Undergraduate Certificate in Information Security Planning

This course is a study of the discipline of Information Assurance that focuses on protecting information assets by ensuring availability, confidentiality, integrity, authenticity, and non-repudiation. This course delves into the deliberate engineering, planning and implementation of the five major areas in any enterprise: hardware, software, networks, people, and policies. This course meets the topical requirements of the IAW 8570.1M Technical III, Management II and Management III categories.

This course examines the techniques and technologies for penetration of networks, detection of attacks, and prevention of attacks. This course addresses the techniques, the technologies, and the methodologies used by cyber intruders (hackers) to select a target and launch an attack. An understanding into the mind and psyche of the hacker is essential to anticipating the moves of the hacker and to design effective countermeasures. This course focuses on techniques and technologies to detect such attacks even while the attack is in progress; early detection enables the administrator to track the movements of the hacker and to discover the intent and goals of the hacker. This course assesses the various countermeasures to keep the system out of the “sights” of the hacker and to keep the hacker out of the perimeter of the target network. This course also explores the laws and the legal considerations in prosecuting computer crime.

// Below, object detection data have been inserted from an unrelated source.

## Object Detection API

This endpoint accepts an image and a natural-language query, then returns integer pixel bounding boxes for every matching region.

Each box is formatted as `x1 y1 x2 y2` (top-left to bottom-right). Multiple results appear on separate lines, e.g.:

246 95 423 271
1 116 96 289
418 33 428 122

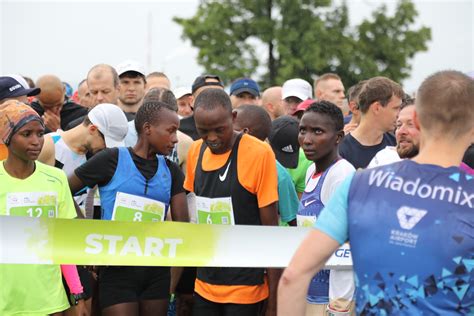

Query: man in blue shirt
278 71 474 315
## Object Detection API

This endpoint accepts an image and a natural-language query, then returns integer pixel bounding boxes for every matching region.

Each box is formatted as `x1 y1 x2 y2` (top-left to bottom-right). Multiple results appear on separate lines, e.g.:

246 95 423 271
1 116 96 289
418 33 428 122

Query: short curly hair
304 101 344 132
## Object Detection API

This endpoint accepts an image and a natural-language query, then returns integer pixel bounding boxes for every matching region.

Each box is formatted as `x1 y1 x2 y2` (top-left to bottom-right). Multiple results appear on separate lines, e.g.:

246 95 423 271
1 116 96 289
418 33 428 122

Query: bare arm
38 135 55 166
170 192 189 222
278 229 339 316
67 173 85 218
260 202 282 315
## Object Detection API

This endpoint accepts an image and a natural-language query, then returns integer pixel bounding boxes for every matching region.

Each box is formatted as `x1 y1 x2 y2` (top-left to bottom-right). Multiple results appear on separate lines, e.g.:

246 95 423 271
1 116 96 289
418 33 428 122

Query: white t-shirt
305 159 355 309
367 146 402 169
304 159 355 205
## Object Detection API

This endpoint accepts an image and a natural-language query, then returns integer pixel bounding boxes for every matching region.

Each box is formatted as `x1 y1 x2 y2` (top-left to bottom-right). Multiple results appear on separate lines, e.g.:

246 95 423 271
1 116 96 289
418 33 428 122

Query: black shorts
99 266 170 309
193 293 265 316
176 267 196 294
63 266 92 300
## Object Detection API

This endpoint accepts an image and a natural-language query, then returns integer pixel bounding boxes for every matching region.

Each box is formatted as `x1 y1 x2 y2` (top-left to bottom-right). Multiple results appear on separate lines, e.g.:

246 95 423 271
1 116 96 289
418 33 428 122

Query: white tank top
49 132 86 177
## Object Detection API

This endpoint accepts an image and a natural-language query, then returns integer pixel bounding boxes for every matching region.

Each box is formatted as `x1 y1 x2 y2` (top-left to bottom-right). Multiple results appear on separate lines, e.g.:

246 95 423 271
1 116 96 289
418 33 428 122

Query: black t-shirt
74 148 185 196
339 133 397 169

This course allows students to examine a broad range of computer security issues and provides the student with technical knowledge not normally addressed in traditional training. It explores the protection of proprietary information and security planning with an emphasis on networked computer vulnerabilities. It also focuses on detection (e.g. viruses, hackers, types of computer crime, computer forensic examination, etc.), as well as disaster recovery and technology law. A primary focus is put on security of systems and computer crime prevention. Also addressed is the maturing criminal population with increased computer literacy, whose tendency is to move from violent actions to more profitable computer crime. Finally, issues of privacy and freedom of information are examined. This course meets the topical requirements of the IAW 8570.1M Technical II and Management I categories.

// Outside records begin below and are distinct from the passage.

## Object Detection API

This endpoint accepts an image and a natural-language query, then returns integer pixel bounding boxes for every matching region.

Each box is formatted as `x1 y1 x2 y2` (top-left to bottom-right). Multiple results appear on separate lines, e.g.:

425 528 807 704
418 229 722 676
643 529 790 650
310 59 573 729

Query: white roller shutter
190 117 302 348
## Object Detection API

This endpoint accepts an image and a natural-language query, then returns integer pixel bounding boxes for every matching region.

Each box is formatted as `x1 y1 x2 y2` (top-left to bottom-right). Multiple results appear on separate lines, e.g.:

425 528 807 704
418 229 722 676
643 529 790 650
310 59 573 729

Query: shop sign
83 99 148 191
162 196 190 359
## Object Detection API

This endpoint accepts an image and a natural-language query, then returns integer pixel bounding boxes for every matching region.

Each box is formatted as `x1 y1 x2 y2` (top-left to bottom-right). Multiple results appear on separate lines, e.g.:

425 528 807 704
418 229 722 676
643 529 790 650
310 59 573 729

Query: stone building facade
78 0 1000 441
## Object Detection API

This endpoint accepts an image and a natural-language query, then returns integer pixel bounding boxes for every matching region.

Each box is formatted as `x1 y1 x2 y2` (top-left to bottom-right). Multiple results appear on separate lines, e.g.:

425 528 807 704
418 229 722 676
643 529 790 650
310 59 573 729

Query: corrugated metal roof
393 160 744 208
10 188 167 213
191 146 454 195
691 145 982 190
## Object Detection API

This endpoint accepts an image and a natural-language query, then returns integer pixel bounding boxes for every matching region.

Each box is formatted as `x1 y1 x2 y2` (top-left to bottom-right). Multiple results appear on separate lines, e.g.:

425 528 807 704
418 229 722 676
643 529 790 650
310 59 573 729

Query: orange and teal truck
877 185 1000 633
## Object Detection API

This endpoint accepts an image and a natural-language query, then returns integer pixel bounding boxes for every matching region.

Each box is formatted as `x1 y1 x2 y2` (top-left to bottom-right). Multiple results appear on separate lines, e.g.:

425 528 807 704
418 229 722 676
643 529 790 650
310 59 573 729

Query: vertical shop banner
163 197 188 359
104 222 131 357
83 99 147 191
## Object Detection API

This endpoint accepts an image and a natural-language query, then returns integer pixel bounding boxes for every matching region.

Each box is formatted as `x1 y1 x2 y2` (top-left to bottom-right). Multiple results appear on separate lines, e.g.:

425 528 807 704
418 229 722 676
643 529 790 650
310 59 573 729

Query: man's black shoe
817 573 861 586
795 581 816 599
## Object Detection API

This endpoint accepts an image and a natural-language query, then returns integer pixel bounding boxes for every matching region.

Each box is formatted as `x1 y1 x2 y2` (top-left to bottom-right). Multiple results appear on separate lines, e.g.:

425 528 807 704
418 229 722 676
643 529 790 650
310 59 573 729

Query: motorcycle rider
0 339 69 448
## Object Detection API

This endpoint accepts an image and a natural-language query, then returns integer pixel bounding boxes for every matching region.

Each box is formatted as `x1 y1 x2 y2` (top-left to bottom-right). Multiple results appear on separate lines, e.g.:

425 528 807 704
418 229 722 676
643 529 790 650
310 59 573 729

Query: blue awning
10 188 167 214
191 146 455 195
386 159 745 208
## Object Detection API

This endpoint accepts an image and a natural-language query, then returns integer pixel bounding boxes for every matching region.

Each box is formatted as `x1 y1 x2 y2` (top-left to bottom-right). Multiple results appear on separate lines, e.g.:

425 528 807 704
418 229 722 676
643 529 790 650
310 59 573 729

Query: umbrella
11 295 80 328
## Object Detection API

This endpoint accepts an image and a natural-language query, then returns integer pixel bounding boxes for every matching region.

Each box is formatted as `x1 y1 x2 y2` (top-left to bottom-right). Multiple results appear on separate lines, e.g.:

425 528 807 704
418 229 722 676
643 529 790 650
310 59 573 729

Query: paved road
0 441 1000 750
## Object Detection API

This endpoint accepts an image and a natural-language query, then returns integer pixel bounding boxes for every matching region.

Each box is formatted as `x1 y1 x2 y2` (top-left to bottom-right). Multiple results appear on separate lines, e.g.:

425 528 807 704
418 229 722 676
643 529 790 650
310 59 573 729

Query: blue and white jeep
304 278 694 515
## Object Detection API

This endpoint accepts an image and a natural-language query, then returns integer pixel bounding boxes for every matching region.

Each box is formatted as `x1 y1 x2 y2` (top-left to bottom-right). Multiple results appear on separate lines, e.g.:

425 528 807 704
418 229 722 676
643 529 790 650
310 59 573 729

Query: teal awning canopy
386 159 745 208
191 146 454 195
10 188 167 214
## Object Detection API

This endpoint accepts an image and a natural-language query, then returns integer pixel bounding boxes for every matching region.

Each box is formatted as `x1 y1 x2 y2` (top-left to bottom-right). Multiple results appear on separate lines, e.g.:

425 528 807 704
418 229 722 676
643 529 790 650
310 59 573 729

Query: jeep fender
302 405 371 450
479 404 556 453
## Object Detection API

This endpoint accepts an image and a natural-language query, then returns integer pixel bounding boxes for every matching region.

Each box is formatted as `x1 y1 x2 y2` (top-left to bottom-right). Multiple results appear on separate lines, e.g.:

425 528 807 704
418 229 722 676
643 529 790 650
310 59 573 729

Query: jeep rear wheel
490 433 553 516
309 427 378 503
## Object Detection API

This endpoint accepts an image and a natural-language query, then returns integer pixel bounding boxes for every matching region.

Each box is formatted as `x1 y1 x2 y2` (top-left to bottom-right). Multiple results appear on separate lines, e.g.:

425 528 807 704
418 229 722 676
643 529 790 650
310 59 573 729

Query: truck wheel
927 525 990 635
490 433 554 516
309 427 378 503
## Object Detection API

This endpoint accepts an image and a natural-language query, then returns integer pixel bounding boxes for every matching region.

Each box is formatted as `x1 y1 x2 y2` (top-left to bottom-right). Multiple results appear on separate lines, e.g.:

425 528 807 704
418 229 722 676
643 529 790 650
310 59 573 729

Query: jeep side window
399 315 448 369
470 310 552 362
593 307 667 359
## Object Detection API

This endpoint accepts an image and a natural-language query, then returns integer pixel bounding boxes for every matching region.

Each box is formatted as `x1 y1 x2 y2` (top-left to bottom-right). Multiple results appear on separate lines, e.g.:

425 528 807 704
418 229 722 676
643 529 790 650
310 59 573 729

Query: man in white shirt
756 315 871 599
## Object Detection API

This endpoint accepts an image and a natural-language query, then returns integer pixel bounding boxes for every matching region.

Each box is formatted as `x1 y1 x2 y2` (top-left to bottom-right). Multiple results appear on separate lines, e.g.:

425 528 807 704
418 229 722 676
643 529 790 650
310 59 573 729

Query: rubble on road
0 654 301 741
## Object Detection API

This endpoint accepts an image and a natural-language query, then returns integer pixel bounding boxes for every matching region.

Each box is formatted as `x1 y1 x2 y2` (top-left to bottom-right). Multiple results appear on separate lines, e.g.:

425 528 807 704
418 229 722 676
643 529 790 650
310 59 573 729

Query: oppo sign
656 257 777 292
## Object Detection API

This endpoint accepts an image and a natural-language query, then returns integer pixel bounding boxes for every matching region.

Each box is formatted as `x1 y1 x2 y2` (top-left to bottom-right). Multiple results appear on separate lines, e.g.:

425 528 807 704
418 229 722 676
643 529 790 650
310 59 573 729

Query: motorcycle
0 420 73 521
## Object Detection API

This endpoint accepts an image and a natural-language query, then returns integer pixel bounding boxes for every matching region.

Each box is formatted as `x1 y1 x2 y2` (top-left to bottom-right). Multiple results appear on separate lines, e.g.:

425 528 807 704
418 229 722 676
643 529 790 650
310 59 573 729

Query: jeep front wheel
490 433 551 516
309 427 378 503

Security is one of the most important concerns in the world of Information Technology. This course examines the technical issues and the administrative practices to implement and manage security; in particular, this course focuses on the principles of security auditing. This course explores the various technologies and tools to assist with discovery and auditing in the world of security management. This course also assesses the audit practices, audit processes, audit plans, discovery process, discovery software, penetration strategies, identification of potential attacks, log analysis, user baseline analysis, activity analysis, risk assessment, roles and responsibilities, and the roles and responsibilities of security auditing professionals.

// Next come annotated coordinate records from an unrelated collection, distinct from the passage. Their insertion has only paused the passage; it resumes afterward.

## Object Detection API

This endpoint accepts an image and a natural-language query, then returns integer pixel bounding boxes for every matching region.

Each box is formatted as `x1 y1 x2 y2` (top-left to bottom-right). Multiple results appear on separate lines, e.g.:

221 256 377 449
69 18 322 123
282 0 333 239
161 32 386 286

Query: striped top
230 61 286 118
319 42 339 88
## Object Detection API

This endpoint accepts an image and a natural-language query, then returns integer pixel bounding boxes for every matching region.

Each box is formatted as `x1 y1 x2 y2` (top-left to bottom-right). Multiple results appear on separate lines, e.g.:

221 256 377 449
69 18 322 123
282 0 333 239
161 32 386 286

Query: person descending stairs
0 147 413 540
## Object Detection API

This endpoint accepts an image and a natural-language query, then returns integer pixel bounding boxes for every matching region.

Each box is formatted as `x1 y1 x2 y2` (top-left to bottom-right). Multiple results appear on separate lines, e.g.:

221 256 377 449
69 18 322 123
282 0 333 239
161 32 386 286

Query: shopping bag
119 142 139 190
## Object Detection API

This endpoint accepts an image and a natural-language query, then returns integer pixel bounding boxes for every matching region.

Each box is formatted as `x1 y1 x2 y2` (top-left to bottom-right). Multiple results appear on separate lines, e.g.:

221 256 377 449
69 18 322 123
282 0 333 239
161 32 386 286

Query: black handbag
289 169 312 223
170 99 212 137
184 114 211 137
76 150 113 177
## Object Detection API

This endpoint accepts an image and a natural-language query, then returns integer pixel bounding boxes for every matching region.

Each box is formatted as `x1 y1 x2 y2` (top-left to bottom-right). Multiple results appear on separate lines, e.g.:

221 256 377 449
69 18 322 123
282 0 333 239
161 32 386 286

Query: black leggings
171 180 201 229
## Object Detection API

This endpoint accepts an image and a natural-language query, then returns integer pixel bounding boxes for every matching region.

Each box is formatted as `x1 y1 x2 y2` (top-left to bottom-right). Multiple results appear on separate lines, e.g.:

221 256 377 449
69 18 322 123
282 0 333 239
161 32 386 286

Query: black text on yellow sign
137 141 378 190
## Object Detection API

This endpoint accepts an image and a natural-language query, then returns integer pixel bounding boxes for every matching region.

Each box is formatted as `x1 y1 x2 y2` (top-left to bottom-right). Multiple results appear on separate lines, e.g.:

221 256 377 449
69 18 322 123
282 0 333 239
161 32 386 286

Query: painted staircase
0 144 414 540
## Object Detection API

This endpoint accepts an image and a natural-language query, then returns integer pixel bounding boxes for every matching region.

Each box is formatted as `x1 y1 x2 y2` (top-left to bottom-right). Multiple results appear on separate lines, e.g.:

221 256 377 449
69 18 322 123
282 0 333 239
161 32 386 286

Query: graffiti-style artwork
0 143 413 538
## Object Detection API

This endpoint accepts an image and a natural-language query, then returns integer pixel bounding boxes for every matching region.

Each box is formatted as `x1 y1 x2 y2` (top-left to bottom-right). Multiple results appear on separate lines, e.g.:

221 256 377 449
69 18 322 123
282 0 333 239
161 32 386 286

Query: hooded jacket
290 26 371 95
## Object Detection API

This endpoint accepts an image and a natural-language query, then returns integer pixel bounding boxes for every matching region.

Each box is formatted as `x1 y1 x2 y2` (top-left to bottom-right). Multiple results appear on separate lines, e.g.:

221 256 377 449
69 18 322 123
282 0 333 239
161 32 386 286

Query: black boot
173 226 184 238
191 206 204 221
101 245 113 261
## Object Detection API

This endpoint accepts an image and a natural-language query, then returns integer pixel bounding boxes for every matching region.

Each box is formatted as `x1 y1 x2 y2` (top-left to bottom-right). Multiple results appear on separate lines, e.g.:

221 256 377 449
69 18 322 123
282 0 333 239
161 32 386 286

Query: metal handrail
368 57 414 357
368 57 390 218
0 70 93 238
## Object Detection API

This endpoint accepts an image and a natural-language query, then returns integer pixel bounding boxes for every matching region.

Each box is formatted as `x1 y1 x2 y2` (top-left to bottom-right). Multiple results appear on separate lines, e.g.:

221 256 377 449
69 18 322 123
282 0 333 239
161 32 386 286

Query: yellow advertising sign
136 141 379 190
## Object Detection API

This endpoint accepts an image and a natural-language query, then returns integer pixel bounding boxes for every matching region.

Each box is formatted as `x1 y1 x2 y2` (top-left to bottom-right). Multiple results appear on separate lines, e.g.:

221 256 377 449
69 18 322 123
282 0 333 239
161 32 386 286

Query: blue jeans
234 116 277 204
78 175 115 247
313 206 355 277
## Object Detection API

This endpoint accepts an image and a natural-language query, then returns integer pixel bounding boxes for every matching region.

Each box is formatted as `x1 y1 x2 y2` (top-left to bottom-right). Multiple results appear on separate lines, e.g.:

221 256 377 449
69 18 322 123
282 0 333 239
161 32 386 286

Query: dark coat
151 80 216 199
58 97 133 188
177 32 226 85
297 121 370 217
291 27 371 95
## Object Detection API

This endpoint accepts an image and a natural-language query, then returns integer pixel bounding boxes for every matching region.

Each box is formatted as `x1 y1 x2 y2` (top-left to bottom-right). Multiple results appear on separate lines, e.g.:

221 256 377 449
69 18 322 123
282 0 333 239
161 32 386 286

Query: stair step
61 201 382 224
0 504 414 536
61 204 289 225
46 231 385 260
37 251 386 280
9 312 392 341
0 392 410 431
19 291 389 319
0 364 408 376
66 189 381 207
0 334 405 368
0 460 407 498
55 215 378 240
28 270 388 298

This course examines the principles of security planning and policy. It focuses on a variety of security guidelines, policies and plans (security requirements, internal users, external users, operational costs, geography, capacity plan, growth plan, business organization, business scenarios, business factors, business processes, business functions, business products, product lifecycle, technical factors, roles and responsibilities, and organizational authority). This course addresses physical security, authentication, network security, encryption, software development, email, Internet, acceptable use, acceptable speech, and viruses/worms. It also covers the need for actionable and maintainable policies and the need for periodic audits of policies and configurations.

This course examines how laws have had to change to account for the expanded realm of crimes in the digital age. Despite legislation intended to combat the problem of identity theft, it continues to be one of the most common crimes associated with the Internet. Sexual harassment complaints can now be triggered simply by an employee forwarding questionable email to fellow employees. Some regard intellectual property rights violations to be innocent flattery, while others consider them to be violations that must be stamped out by force of law. Plagiarism by students who pull content from the Internet is a growing problem. Stalkers can log into their victims lives and gain access to highly confidential medical and financial information, and even sabotage their victim's reputations. This course examines current literature on such topics.